This quiz, from News from the Great Beyond:
I'm reading The Lion, The Witch, and The Wardrobe to my children right now. A chapter or two a night. I selected it first of the seven (even though its #2 in the series) because it being the most popular, I wanted to see if they would connect with the story before I committed to the whole rest.
They have totally connected. Kaylyn listens with keen interest, occasionally interrupting with "I hope Susan's okay!" and "Why is Edmund so bad?" Cotter cuddles with his sister every time the story takes an adventurous turn and now has asked if he should rename his stuffed lion from Leo to Aslan. I purchased The Magician's Nephew a couple days ago so we can visit the prequel as soon as we've finished this tale.
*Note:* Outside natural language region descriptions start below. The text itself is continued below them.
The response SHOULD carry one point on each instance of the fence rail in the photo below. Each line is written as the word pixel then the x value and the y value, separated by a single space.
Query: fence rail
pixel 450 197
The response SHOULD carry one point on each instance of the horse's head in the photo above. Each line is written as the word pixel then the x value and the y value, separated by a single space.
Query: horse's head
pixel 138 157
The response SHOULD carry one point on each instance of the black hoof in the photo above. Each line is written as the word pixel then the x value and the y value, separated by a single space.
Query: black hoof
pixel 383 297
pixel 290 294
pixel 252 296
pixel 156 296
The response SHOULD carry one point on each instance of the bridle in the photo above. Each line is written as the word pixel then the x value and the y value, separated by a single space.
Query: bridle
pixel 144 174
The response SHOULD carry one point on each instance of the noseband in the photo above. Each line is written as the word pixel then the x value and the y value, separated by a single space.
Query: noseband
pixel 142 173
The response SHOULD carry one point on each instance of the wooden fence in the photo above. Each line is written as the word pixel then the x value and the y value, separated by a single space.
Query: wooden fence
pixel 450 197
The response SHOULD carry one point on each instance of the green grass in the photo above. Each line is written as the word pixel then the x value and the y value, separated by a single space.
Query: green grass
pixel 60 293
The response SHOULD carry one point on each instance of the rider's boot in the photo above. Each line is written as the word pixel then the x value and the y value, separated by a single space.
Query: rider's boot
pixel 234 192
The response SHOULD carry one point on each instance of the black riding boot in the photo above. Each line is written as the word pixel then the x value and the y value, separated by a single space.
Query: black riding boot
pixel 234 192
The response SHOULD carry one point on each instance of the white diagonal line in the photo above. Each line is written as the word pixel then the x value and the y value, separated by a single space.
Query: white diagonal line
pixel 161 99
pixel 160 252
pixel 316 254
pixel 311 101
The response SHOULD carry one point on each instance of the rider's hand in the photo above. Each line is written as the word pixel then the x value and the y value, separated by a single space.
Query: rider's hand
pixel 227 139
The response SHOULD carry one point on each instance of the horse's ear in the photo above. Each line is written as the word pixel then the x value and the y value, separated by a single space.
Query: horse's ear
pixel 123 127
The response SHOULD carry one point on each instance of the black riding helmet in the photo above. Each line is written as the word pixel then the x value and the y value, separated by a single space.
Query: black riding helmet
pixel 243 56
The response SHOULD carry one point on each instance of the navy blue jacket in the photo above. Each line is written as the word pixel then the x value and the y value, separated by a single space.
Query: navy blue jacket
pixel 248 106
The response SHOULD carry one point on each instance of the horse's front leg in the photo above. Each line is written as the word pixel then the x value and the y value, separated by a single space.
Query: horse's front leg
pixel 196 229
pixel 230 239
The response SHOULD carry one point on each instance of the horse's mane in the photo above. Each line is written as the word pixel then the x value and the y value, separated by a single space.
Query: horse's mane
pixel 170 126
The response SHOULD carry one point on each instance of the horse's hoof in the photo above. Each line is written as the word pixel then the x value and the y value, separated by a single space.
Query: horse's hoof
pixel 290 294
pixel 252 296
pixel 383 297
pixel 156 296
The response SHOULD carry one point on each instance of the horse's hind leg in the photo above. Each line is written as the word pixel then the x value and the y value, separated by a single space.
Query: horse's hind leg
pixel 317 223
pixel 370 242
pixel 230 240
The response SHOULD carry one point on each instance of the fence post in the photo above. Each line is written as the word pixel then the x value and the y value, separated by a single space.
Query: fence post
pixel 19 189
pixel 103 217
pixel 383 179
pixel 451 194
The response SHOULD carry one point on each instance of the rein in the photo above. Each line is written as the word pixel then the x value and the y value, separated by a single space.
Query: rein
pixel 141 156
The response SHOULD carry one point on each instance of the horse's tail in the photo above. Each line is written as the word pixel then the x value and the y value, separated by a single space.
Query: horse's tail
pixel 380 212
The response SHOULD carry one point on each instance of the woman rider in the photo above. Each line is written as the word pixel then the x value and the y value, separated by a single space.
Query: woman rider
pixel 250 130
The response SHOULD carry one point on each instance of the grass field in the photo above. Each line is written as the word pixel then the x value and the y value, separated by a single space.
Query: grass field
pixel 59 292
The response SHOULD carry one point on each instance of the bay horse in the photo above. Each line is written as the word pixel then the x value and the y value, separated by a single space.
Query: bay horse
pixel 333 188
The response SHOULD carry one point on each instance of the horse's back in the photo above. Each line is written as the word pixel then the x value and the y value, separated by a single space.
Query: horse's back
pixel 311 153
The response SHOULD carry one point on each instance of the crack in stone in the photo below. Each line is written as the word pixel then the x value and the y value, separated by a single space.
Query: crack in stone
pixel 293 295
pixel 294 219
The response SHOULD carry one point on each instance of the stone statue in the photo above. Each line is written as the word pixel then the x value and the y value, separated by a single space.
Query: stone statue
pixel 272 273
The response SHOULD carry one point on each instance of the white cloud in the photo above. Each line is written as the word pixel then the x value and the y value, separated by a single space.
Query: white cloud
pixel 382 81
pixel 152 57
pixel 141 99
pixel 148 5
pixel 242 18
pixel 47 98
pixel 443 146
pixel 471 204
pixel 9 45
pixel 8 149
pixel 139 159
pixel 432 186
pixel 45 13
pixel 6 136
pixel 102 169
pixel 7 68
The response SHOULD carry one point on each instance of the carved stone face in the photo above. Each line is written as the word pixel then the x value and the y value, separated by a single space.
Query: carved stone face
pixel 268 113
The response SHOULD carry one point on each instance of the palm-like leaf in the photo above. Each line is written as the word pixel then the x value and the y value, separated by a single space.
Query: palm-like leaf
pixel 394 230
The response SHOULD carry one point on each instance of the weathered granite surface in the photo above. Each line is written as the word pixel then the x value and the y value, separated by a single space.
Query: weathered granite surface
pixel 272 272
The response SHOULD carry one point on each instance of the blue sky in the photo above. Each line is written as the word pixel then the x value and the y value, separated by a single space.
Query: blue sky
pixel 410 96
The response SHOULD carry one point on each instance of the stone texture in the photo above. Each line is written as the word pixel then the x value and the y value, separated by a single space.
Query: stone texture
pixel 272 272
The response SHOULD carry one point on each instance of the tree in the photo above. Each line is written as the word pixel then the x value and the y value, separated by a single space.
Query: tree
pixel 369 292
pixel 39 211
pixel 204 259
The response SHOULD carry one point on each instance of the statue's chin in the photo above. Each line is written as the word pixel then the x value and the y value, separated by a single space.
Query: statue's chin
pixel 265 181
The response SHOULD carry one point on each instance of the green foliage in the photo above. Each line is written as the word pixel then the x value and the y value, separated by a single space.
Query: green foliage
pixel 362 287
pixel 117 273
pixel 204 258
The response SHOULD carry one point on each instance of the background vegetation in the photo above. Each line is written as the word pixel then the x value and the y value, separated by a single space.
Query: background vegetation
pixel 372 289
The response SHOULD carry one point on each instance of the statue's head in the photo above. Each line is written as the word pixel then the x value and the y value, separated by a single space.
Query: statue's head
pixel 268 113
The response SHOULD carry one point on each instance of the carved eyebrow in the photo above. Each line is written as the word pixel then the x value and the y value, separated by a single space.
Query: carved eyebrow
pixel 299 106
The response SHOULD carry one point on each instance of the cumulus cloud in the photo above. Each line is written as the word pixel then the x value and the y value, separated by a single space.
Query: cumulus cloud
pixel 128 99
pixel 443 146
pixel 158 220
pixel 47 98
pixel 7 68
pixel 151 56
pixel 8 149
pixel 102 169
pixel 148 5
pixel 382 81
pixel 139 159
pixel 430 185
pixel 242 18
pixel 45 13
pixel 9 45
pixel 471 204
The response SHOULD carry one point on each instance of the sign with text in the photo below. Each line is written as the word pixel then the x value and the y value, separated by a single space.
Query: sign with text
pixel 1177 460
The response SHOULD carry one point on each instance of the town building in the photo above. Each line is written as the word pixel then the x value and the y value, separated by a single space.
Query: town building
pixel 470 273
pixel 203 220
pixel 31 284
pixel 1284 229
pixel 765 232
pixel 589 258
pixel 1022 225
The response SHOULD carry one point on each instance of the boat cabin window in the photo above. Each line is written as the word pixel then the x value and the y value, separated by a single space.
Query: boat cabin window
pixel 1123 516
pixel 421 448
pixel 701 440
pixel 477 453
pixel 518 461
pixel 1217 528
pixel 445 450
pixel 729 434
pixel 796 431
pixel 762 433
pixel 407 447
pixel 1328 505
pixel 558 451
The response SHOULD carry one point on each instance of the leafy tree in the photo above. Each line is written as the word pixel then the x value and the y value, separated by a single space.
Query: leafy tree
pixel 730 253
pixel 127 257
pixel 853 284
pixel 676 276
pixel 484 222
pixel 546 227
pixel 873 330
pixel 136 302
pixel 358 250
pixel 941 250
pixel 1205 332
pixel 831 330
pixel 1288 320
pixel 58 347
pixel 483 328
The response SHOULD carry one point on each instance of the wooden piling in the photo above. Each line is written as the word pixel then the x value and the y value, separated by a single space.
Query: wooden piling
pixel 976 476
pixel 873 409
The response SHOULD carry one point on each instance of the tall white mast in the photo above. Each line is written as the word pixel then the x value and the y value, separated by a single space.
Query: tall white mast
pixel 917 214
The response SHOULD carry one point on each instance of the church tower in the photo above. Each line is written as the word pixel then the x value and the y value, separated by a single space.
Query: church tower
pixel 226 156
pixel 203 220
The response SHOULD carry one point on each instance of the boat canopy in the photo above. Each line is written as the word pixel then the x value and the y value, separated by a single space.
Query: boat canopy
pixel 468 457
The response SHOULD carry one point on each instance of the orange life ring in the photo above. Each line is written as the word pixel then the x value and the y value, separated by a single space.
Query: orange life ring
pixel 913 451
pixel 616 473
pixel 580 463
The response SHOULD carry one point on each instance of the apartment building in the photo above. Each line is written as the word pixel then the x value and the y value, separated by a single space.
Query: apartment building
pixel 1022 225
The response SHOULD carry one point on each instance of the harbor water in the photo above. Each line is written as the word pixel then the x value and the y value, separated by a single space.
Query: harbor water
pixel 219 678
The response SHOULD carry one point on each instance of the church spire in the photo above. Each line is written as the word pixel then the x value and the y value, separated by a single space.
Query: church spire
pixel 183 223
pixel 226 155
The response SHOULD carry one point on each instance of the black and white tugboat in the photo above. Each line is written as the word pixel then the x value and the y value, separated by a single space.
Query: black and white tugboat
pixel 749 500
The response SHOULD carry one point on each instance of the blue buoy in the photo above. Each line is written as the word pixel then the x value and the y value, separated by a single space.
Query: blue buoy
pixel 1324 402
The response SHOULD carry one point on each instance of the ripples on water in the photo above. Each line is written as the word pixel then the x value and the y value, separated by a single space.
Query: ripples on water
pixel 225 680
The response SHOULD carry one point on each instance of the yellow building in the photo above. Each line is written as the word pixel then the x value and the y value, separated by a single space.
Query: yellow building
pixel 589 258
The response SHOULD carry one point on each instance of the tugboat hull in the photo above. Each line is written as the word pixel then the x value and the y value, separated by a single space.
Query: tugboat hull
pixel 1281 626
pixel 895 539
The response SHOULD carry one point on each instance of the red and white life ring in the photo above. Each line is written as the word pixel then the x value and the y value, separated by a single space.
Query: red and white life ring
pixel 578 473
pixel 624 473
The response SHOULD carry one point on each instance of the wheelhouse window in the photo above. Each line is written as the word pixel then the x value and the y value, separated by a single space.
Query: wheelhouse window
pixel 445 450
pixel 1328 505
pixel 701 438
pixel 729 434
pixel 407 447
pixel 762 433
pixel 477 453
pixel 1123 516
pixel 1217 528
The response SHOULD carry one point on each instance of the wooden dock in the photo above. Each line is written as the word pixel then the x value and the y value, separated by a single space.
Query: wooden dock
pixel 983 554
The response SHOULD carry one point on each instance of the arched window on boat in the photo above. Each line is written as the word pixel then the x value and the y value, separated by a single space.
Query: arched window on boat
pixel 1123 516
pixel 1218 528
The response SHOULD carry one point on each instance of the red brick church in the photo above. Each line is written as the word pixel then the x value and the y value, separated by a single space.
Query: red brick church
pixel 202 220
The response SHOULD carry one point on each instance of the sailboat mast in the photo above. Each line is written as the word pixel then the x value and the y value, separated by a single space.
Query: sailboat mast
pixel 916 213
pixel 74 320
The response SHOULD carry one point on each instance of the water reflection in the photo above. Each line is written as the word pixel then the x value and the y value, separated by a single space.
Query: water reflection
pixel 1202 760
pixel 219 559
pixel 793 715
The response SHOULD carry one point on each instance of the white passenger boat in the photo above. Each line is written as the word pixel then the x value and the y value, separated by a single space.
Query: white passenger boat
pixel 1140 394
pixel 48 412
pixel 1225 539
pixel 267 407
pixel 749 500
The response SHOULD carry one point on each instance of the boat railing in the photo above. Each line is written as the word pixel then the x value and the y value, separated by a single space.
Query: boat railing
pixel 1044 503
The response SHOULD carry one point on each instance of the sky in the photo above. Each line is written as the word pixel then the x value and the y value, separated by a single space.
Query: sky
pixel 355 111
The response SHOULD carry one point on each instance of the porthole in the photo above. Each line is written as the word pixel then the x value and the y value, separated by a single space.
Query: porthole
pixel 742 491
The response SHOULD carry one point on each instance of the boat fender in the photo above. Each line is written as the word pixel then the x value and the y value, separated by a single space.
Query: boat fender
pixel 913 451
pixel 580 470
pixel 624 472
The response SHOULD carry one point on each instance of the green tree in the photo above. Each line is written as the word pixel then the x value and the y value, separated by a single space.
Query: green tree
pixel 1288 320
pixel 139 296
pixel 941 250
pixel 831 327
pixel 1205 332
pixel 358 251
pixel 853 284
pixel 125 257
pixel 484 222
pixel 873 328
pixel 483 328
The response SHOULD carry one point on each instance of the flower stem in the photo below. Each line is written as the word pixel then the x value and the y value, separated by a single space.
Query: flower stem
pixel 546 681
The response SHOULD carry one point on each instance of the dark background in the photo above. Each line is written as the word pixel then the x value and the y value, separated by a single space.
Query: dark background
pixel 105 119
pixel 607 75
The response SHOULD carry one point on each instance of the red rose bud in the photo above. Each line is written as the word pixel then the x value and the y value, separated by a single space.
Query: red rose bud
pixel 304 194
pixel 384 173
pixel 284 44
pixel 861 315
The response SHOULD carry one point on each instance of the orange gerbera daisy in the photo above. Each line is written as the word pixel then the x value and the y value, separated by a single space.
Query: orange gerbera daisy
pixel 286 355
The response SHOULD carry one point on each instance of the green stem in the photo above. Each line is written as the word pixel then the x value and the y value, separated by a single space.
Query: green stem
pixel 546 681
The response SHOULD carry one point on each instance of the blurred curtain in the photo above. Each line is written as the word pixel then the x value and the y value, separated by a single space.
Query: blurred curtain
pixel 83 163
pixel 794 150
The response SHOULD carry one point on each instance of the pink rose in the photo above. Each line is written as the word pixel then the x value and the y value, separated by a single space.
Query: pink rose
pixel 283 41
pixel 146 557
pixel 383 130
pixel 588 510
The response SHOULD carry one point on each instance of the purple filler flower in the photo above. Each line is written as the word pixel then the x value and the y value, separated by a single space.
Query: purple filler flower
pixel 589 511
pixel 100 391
I also purchased Ella Enchanted for Kaylyn, but haven't decided if I'm going to let her read it yet. The story starts off with the mother dying...kinda dark, at least for my taste, for my seven year old. Maybe I'm being prudish (or whatever the right word is), but I still feel the responsibility to preview what goes in front of my kids.
With that in mind, we're all going as a family to watch Shrek 2 tonight. We recently purchased the first Shrek on DVD, which came accompanied with the 16-minute 3-D short. Watching Cotter watch the multi-dimensional movie was better than the movie itself. There was one scene where a spider drops down, and I thought my boy was going to fall off the couch the way he spastically jolted out of the way. Comic relief, indeed. By the by, I've already been cautioned about the sequel's cross-dressing bartender and the gender-identity-struggling Pinnochio.
Funny story -- my mom once got the kids a DVD about the wooden puppet who only wanted to be a real boy. We put it in and they were talking Spanish. We tried to fix it, figuring the dubbing track was messed up. Upon further review of the DVD cover, we discovered that Gigi had in fact purchased Pinnocho, la historia de la pequeña marioneta de madera que deseó solamente ser un muchacho verdadero.
To this day, we still don't understand what that movie is saying. But who needs words in the Mother's Tongue when you've got a psychedelic mishmash of wales, donkeyboys, foxes, talking crickets, blue fairies and growing wooden noses?
May 21, 2004 2:56 PMIf you want my opinion (and I don't blame you if you don't), don't read the Magician's Nephew next. Read the books in the order Lewis meant for them to be read. I think the Magician's Nephew is about sixth of seven. If I remember the order right, you want Voyage of the Dawn Treader next.
The Magician's Nephew is pretty weird and hard to understand until you've been a little more Narnianized.
You are giving your children a gift that will last for a lifetime. Craig (at almost 22) and I still talk with enjoyment about reading those books together when he was little.